Система раздельного чтения
Костюков Леонид Владимирович — прозаик, эссеист, критик. Родился в 1959 году. Окончил мехмат МГУ и Литературный институт им. А. М. Горького. Автор книг “Он приехал в наш город” (1998), “Великая страна” (2002), “Просьба освободить вагоны” (2005) и журнальных публикаций. См. его повесть “Мемуары Михаила Мичмана” в № 5 “Нового мира” за этот год. Как критик выступает на страницах нашего журнала впервые.
Есть такая точка зрения: в современной отечественной поэзии дела обстоят хорошо, в современной отечественной прозе — плохо . Эту позицию можно попробовать аргументировать или оспорить, можно усомниться в корректности самой постановки вопроса. Я с исходным тезисом поступлю вот как — во-первых, соглашусь, во-вторых, уточню, а в-третьих, попытаюсь объяснить. Больше внимания мы с вами уделим ситуации в прозе: незачем долго рассуждать о том, что более или менее благополучно.
Чтобы понять, что такое в данном контексте “хорошо”, а что такое “плохо”, давайте для примера возьмем ситуацию в русской прозе 70 — 80-х годов прошлого века. Только что написаны “Москва — Петушки” Венедикта Ерофеева (1969) и “Школа для дураков” Саши Соколова (1972).
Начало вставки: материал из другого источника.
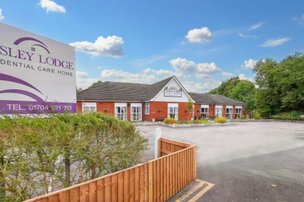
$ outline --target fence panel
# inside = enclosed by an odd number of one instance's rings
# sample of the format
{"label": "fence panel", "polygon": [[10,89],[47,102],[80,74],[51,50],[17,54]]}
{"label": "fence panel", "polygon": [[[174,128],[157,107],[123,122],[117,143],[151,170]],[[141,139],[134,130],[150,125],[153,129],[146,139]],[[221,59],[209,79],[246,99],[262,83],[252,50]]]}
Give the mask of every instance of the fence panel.
{"label": "fence panel", "polygon": [[195,179],[196,146],[161,138],[157,159],[26,202],[163,202]]}

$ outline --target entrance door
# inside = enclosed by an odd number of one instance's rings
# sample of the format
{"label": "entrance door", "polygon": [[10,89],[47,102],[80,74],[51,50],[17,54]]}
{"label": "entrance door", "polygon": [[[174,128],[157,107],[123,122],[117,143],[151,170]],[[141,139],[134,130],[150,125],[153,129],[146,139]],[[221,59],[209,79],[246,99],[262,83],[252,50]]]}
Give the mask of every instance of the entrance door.
{"label": "entrance door", "polygon": [[131,104],[131,121],[142,121],[141,103]]}
{"label": "entrance door", "polygon": [[119,120],[127,119],[127,103],[115,103],[115,117]]}
{"label": "entrance door", "polygon": [[216,105],[215,106],[215,116],[220,117],[223,115],[223,106],[221,105]]}
{"label": "entrance door", "polygon": [[168,117],[178,120],[178,104],[168,104]]}
{"label": "entrance door", "polygon": [[233,106],[226,106],[226,117],[232,119]]}

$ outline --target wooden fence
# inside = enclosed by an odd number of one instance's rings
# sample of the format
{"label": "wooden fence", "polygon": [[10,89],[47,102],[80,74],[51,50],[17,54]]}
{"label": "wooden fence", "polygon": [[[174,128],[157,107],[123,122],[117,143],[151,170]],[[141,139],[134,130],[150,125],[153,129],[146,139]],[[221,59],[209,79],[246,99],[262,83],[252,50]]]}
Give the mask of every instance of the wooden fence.
{"label": "wooden fence", "polygon": [[166,201],[196,179],[196,146],[159,140],[159,158],[26,202]]}

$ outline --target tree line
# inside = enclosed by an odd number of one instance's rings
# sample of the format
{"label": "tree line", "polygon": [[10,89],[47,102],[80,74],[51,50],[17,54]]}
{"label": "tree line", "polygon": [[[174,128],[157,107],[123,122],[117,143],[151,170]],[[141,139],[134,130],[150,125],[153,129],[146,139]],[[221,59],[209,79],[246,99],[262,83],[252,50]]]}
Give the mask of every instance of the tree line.
{"label": "tree line", "polygon": [[259,61],[253,69],[254,82],[233,77],[209,93],[245,103],[246,111],[263,118],[280,113],[304,112],[304,55],[296,53],[275,61]]}

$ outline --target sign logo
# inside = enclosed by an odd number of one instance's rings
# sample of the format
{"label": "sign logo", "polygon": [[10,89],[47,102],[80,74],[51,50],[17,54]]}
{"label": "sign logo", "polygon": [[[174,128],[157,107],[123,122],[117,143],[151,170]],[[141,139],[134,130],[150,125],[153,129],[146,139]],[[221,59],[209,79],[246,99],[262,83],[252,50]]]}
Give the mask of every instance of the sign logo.
{"label": "sign logo", "polygon": [[17,39],[17,40],[14,42],[14,45],[19,45],[20,43],[26,42],[26,41],[34,41],[34,42],[36,42],[36,44],[33,44],[32,47],[31,47],[31,50],[32,50],[32,51],[35,51],[35,48],[34,48],[34,47],[40,47],[40,48],[44,49],[48,54],[51,53],[51,52],[49,51],[47,45],[45,45],[42,41],[40,41],[40,40],[38,40],[38,39],[35,39],[35,38],[32,38],[32,37],[22,37],[22,38],[19,38],[19,39]]}
{"label": "sign logo", "polygon": [[0,114],[76,112],[75,50],[0,23]]}
{"label": "sign logo", "polygon": [[177,89],[172,86],[170,88],[166,87],[164,90],[165,97],[182,97],[182,89]]}

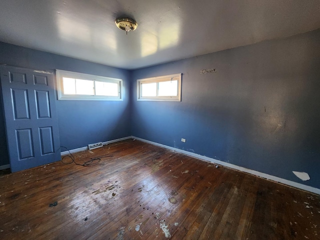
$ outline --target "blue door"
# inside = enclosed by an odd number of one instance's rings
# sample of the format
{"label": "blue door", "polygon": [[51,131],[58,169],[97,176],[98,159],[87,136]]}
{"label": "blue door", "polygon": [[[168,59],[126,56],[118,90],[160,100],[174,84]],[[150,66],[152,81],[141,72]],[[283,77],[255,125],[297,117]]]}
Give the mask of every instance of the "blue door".
{"label": "blue door", "polygon": [[54,75],[0,66],[12,172],[60,159]]}

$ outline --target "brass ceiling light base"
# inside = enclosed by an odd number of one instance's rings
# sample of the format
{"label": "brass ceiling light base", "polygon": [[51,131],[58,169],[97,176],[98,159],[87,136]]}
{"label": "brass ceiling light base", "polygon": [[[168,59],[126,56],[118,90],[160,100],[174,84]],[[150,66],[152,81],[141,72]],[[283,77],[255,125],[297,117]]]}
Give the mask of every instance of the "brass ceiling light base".
{"label": "brass ceiling light base", "polygon": [[116,26],[122,30],[124,30],[127,33],[136,30],[138,26],[136,22],[129,18],[118,18],[116,20],[115,22]]}

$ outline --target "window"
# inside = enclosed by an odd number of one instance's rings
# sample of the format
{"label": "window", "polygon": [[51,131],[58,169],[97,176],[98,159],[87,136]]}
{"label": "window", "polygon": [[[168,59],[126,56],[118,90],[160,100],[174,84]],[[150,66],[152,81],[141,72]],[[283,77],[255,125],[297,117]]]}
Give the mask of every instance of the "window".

Этих двух произведений достаточно, чтобы постфактум, из ХХI века, оценить тогдашнее положение дел как счастливое. Для читателя 70-х эти вещи были труднодоступны. Изданы они на родине только в конце 80-х. Но уже в начале 80-х и мои товарищи, и я читали Ерофеева и Соколова. В машинописи, в фотокопиях.
Не будем спешить с вердиктом эпохе позднего застоя. Рассмотрим подробнее ее черты.
Издательский процесс шел плохо. Огромными тиражами издавались идеологически обусловленные книги. Но и не было иллюзии, что настоящую книгу можно запросто купить в магазине. Ее требовалось сперва обеспечить талоном, выстоять в очереди, выменять, получить на ночь. Была традиция чтения, планка качества. Поддерживалось состояние литературного голода; каждая новая хорошая книга воспринималась как событие. Не такой уж и тонкий слой отечественной интеллигенции мгновенно поглощал любой разумный тираж Воннегута, Фриша, Борхеса. Морис Дрюон отчетливо воспринимался как литература другого сорта и для других целей.
Оттуда представлялся некий рай — книжный магазин, где на полках спокойно стоят и ждут именно тебя те же Воннегут и Фриш, Венедикт Ерофеев и Саша Соколов, Гессе и Бёлль, Битов, Маканин, Шукшин, Вл. Орлов. Точнее даже, две модификации рая: в одном — тысячи книг на любой вкус, в другом — сотни только на хороший.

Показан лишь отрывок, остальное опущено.